O verdadeiro Mestre
Fernando Guedes de Mello
Vamos deixar combinado: toda vez que tratarmos da figura do “mestre”, fica subentendido que estamos nos referindo a ambos os sexos e, portanto, a mestres e mestras. Posto isto, retomemos a questão no ponto em que a deixamos no ensaio anterior: o objetivo último de qualquer mestre é fazer do discípulo um mestre também. Nunca foi tarefa de qualquer mestre garantir para nós cadeira cativa no céu, mas transformar-nos interiormente, servindo de espelho:
Em verdade vos digo: quem crê em mim fará as obras que faço. E as fará maiores… (Jo 14,12).
Já disse em outras oportunidades que, se morreu na cruz para nos salvar, Jesus foi o maior dos fracassados. Basta olhar o mundo ao nosso redor para constatar que o pecado está grassando solto por toda a parte, só que numa escala muito maior do que naquele tempo, na Judéia. Na realidade, Jesus Cristo veio fazer algo muito mais importante do que morrer por nós na cruz: ele veio proclamar o mistério do amor! De uma forma dramática e ao vivo, convidou-nos, pela sua crucificação, a crucificar o ego humano em nós.
O verdadeiro mestre é, portanto, aquele que se tornou senhor de si, vale dizer, mestre de si mesmo. É o que os orientais chamariam de “iluminado”, uma condição ao alcance de todos nós (Jo 10,34), já que fomos feitos à imagem e semelhança de Deus (Gn 1,26). No dizer do Senhor Buda, “o que um homem pode, todos podem”, referindo-se ao seu próprio processo de auto-realização. E é isto que os mestres dignos desse nome devem almejar para os seus discípulos: chegar aonde eles mesmos chegaram e mais além… Nisso consiste a compaixão e o amor universal.
Embora possam lançar mão de poderes paranormais (siddhi dos yogues), inerentes à sua condição de maestria, eles não incentivam a sua busca como prioritária. A prioridade é o Reino.
Procurai em primeiro lugar o Reino e tudo mais vos será dado por acréscimo (Mt 6,33).
A obtenção dos siddhis não significa necessariamente santidade.

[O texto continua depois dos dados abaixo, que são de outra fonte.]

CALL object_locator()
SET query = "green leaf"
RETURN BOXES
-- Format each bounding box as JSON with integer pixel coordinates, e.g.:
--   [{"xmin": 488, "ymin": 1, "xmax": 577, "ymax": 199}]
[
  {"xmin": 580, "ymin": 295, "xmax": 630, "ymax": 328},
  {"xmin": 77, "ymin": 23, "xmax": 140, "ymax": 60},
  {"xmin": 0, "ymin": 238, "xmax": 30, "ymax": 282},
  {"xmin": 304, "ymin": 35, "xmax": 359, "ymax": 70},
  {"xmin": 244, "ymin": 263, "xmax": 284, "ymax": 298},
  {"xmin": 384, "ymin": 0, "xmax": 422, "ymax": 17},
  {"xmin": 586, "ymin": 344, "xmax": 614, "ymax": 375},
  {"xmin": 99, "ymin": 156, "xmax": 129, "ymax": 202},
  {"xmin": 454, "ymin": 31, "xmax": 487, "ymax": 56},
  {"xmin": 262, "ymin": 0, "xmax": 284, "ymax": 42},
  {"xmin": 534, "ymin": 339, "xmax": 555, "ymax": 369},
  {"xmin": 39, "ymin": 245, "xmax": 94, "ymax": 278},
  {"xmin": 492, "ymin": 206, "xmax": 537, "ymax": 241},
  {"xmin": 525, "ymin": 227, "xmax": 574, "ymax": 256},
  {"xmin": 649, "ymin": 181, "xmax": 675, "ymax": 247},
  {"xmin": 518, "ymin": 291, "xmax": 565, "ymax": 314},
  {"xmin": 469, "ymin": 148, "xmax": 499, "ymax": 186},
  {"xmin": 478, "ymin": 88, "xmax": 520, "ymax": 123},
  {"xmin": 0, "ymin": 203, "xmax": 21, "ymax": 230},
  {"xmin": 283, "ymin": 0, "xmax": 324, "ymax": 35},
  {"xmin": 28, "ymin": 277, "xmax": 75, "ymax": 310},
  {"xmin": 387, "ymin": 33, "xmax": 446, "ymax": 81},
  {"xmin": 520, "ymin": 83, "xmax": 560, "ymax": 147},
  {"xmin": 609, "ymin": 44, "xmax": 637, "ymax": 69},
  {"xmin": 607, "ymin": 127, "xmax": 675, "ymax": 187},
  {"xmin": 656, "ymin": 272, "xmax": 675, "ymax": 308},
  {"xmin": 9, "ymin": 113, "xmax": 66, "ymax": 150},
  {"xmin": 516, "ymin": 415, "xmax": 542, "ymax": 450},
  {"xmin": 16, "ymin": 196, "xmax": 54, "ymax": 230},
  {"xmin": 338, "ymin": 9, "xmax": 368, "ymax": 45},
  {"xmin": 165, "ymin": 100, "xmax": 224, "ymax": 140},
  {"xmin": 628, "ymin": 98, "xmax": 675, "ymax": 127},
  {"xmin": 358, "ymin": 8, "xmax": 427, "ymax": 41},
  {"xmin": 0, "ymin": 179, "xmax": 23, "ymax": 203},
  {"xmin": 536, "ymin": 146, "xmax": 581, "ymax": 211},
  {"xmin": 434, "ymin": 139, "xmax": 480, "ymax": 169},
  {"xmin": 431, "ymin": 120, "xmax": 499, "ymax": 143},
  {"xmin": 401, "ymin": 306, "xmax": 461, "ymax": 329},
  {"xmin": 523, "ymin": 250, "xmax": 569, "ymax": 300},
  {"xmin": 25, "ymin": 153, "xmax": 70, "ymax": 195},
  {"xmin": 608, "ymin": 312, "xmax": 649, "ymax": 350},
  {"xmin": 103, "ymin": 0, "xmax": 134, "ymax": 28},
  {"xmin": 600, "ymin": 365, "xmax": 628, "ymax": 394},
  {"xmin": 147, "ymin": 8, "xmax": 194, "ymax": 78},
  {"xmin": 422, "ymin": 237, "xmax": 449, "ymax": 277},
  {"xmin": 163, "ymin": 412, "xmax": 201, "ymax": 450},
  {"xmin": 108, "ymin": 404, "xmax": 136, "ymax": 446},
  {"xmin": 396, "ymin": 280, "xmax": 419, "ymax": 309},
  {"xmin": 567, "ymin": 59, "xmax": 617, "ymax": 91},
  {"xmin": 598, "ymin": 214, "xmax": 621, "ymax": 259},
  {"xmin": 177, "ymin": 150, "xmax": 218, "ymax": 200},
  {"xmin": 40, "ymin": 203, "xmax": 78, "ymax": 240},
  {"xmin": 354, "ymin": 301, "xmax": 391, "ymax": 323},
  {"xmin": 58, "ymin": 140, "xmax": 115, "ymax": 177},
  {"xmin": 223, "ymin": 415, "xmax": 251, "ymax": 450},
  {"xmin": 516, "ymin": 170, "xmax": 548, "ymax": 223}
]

Se sua busca galvanizar toda a nossa energia e atenção, isto poderá se constituir num obstáculo no nosso caminho espiritual. A literatura dos yogues, no Oriente, e dos espiritualistas, no Ocidente, está repleta de exemplos de pessoas detentoras de tais poderes que os empregaram para fins pessoais e que, por isso mesmo, os perderam ou tiveram mesmo um fim trágico. Eis aí, portanto, um critério válido para se saber se se trata de um mestre falso ou verdadeiro: como as árvores, eles serão conhecidos por seus frutos (Mt 7,15-20). Outros critérios:
O verdadeiro mestre jamais se proclama tal. Por seu exemplo de vida, aqueles que o cercam assim o chamarão.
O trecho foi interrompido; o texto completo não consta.